In the last few minuted Aloisi should have equalised but for a fine save
from Chamberlain and Lee should have done better when clean through but
scuffed his shot straight to the keeper.
So what can be said of Watford at the moment? Firstly, the fans were a
cause for concern. We were treated last year to a rare season where we
were a cut above just about everyone else in the league. We expected a
win every time. Already on Saturday fans were complaining. Some of it
was justified but some of it was based on the misguided idea that, with GT
in charge, we are Premiership bound at the end of the season. Sure, we had
dodgy moments but you have to expect that in this league. You will not
see the one way procession that often occured last season.

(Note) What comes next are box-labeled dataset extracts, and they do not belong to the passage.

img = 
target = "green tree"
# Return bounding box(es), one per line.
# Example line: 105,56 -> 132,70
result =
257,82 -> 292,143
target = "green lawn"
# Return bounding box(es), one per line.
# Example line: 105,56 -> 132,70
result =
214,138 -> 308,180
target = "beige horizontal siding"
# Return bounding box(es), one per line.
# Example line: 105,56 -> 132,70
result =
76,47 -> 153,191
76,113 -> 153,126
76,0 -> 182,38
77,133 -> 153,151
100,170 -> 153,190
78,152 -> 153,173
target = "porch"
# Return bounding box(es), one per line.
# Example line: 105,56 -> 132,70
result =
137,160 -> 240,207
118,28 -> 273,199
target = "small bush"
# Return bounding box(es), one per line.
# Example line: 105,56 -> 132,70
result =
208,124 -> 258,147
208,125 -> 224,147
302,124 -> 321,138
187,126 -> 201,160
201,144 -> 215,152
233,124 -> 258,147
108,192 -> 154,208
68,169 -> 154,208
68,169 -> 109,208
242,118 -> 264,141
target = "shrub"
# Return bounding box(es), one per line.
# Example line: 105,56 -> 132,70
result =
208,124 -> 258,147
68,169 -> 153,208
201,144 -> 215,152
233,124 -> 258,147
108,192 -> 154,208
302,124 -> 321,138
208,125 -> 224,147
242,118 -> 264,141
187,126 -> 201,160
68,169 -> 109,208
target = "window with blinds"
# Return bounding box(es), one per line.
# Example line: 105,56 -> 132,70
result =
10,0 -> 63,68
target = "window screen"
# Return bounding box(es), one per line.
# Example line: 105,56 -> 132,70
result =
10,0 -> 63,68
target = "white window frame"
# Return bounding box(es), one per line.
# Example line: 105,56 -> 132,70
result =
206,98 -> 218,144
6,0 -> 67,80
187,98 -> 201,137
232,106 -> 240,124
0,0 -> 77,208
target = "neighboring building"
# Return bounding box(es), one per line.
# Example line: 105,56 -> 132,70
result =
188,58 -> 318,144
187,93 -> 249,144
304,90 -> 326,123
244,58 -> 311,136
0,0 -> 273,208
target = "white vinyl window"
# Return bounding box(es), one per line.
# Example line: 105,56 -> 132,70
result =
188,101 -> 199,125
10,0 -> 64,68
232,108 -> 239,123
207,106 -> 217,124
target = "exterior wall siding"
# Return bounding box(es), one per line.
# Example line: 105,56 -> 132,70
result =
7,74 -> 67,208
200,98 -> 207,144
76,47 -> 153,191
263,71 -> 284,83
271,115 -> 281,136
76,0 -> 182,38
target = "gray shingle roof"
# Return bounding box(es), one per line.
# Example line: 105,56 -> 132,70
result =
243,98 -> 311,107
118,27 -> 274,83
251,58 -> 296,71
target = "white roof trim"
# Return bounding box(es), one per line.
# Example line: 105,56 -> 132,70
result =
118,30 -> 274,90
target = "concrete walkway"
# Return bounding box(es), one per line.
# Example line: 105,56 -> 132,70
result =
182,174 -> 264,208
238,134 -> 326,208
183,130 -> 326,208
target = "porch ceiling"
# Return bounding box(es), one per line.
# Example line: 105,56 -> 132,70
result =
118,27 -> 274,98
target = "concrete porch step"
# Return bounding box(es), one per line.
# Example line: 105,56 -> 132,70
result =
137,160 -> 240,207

Of greater concern is our inability to take our chances. Yes, it was a
fluke that got us back into this game but a better team would have
punished us for not scoring at the start of the second half when we had
the chances to. In three years since we last came to Fratton, that has
not changed and it needs to.
On a more positive note, Page was superb. He read the game well and
covered a lot of ground. Yes, he was beaten on a couple of occasions but
by and large he easily stood up to the challenge. Easton played well.
In the second half, he sat a lot deeper in midfield and cut out a lot of
the supply to Hillier and company that caused us so many problems in the first
half. He tried to be too clever at times and was slow to track back on
the odd occasion but I think he has great potential. Smart also looked
good on his debut for the club, being prepared to run at people. My only
concern was that his lack of physical strength made him easier than most
to "push" off the ball. Hyde also had a great game, although at times his
passing was wayward and he seemed unsure of what final pass to make.
Still he got stuck in in the middle of the pitch, particularly in the
The biggest point of issue will be the role played by Jason Lee. He
scored but wasted several other good chances to score. He won almost
everything in the air, yet couldn't pass or shoot. He is an enigma, as he
has been for most of his career. I am not sure we can afford to carry
him at the moment until his confidence returns. We need to score goals
in this league and I think there are other players in the squad who are
more capable of doing that at the moment. Time will tell what his
ultimate fate will be but I think the fans' patience with him is already
As I suspected, we will survive in this divison because with GT we will
get our tactics right more often than not so that we can get results when
it matters. It will be a struggle for a few weeks, possibly months, and the
fans must be patient with the players, many of whom are on a rapid
learning curve which pre-season friendlies cannot prepare for. At the
end of the day, we have three points in the bag and they are all useful
one way or another come the end of the season.